Planning Permission and Professional Advice
Planning permission is required for a large variety of changes of use of land, ranging from the obvious, e.g. building a house on a new site, through less common change of uses, such as the replacement of broad leaf high forest by conifer species or the use of uncultivated land for intensive agricultural purposes or peat extraction.
To increase your chances of being granted planning permission in the shortest possible timeframe, you should strongly consider having pre-planning discussions with your local planning authority. These meetings can often save an applicant a lot of time and money that would otherwise be spent in having to resubmit, and possibly re-resubmit, improperly completed planning application forms.
Before requesting a pre-planning meeting, you need to have the following documents:
A site location map that clearly outlines the site for which planning permission is being sought.
The exact address and details of the area contained within the site.
Details of the ownership of the site for which planning permission is being sought.
Description of the proposed development
A full description of the proposed development.

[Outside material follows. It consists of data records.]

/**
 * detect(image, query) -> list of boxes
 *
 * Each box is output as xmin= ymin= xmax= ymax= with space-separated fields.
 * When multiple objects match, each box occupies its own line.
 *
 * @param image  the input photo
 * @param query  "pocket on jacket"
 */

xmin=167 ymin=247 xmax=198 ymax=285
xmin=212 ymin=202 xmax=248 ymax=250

Although you can submit the planning application directly to your local planning authority, if you have no previous experience of the planning process, you should strongly consider employing the professional services of a planning agent or architectural firm, especially if the proposed development is anything other than a very straightforward change of usage.
The local planning authority will expect detailed descriptions, plans, drawings, scale maps and test hole percolation tests etc. There are many reasons that may cause your local authority to deem your planning application invalid and the more prepared you are to answer their questions, the better.
A good planning agent will know exactly how to complete the application form so as to maximise the chances of obtaining planning permission as quickly as possible. A planning agent can take responsibility for all aspects of the planning application process. Before choosing an agent, you should ensure that the agent is up to date with all current planning regulations. Ask for references from previous applicants.
When agreeing a fee with the agent, you should ensure that the fee is paid only when the local planning authority acknowledges in writing that they consider your planning application a valid one.
Another option with planning permission applications, is for the applicant to have an architect compile the plans and drawings relevant to the proposed development and then for the applicant themselves to submit the application form. If the plans and drawings are sufficiently detailed, this may be the basis for a successful application.
The website of the various local planning authorities should contain a list of the fees applicable for the many varied types of planning permission.
This article is intended as a general, basic guide to planning process of local authorities in Ireland. For more specific details and the latest regulations concerning planning, please consult the website of your local authority.